Mon ami, tu as pu me voir déjà, dans deux ou trois circonstances, montrer assez d’énergie et de courage, pour que j’aie le droit de me proclamer d’une bravoure ordinaire. Eh bien, c’est la peur que j’éprouve en ce moment qui me cause cette tristesse que tu as remarquée.

— La peur ! répéta Anselme avec étonnement. Explique-toi, je ne te comprends pas !

— Tu vas te moquer de moi, mais n’importe ; je serai franc et ne le cacherai rien. Tu sais ce fameux ordre du jour qui nous défendait de faire quartier aux prisonniers ennemis : eh bien ! après en avoir été indigné, j’ai fini, dis-je, non-seulement par l’accepter comme une chose indispensable, mais encore par m’y conformer. Dans ce combat de la Madona de Fenestra, j’ai été implacable et sans pitié.
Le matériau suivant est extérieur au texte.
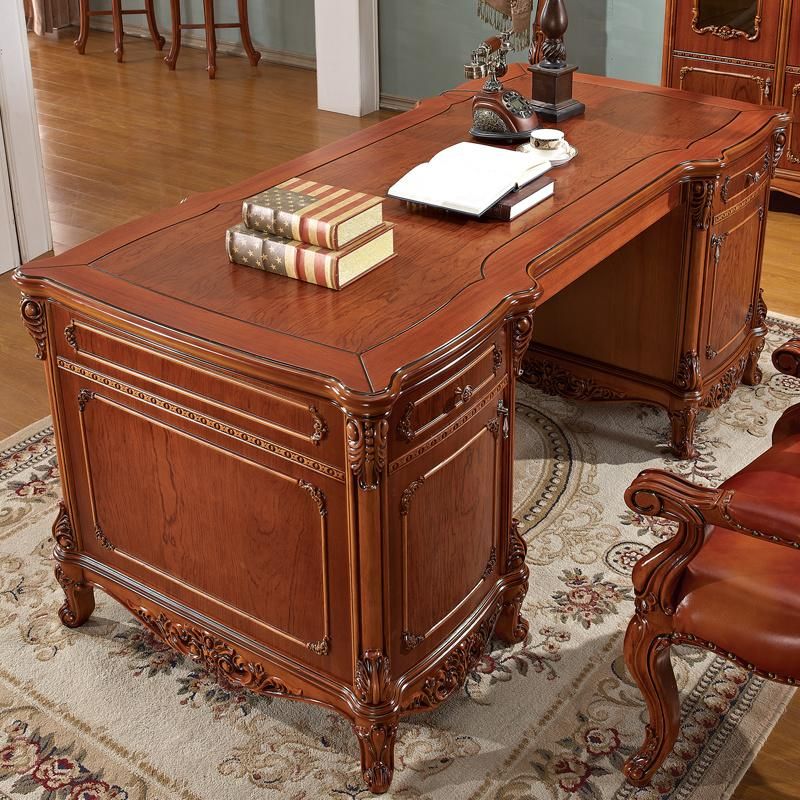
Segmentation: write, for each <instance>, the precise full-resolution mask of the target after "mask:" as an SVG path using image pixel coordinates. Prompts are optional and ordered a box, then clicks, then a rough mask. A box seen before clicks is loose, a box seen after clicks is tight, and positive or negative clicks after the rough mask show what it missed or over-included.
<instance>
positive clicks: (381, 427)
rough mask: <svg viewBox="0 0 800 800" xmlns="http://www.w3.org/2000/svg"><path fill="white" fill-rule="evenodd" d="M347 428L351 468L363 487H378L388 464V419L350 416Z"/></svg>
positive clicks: (348, 460)
mask: <svg viewBox="0 0 800 800" xmlns="http://www.w3.org/2000/svg"><path fill="white" fill-rule="evenodd" d="M346 430H347V457H348V461H349V463H350V470H351V471H352V473H353V475H354V476H355V477H356V479H357V480H358V485H359V487H360V488H361V489H363V490H364V491H372V490H374V489H377V488H378V483H379V482H380V477H381V475H382V474H383V470H384V467H385V466H386V446H387V434H388V431H389V423H388V421H387V420H385V419H378V420H374V419H360V418H358V417H348V420H347V428H346Z"/></svg>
— Moi aussi, dit Anselme en m’interrompant, j’ai tapé dur. Que veux-tu ! une fois lancé, l’on s’échauffe et l’on ne sait plus trop ce que l’on fait.

— Tu connais le sergent Picard, continuai-je ; c’était lui dont les conseils, les raisonnements et l’exemple avaient le plus contribué à me faire accepter cette monstruosité ; eh bien, au combat de la Madona, juste au moment où il s’écriait : « En avant ! Pas de quartier aux soldats du tyran ! » une balle l’a frappé au front, et il est tombé raide mort à mes pieds. Je ne puis te dire l’impression profonde que cet événement m’a causé, j’ai cru voir là le doigt de Dieu.
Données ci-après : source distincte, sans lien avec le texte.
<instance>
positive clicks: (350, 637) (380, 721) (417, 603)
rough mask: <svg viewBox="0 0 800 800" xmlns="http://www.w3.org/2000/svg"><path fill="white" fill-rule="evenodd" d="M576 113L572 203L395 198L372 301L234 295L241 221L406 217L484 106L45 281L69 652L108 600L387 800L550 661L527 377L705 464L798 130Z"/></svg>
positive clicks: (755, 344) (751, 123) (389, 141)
— Tu as peut-être bien vu ! me dit sentencieusement Anselme.

— Depuis ce moment, je n’ai pas goûté un instant de repos ; il me semble que la justice céleste m’a condamné, et que bientôt les pionniers me jetteront dans la fosse commune, creusée après quelque nouveau combat ; que je ne dois plus revoir ma famille ; que mon corps ne reposera pas dans le cimetière de ma ville natale ! Voilà, mon cher Anselme, pourquoi je te parais triste et préoccupé.

Mon ami m’avait écouté avec la plus grande attention.

— Ces pensées qui te tourmentent, me répondit-il après un moment de silence, me semblent fort raisonnables ! Je crois, en effet, qu’en combattant pour soutenir un gouvernement aussi sanguinaire qu’immoral, nous nous rendons presque solidaires des crimes qu’il commet chaque jour. Quant à cette vengeance divine que tu redoutes, que veux-tu ! je ne suis pas un esprit fort, moi, je ne puis que partager ton opinion à cet égard. À présent, que comptes-tu faire ?

— Solliciter un congé temporaire sous le prétexte que ma mauvaise santé ne me permet pas de supporter la vie des camps ; puis, mettant à profit les quelques mois de liberté que je pourrai obtenir, intriguer jusqu’à ce que j’arrive à me faire libérer définitivement.

— C’est là une bonne idée, je te conseille de la suivre.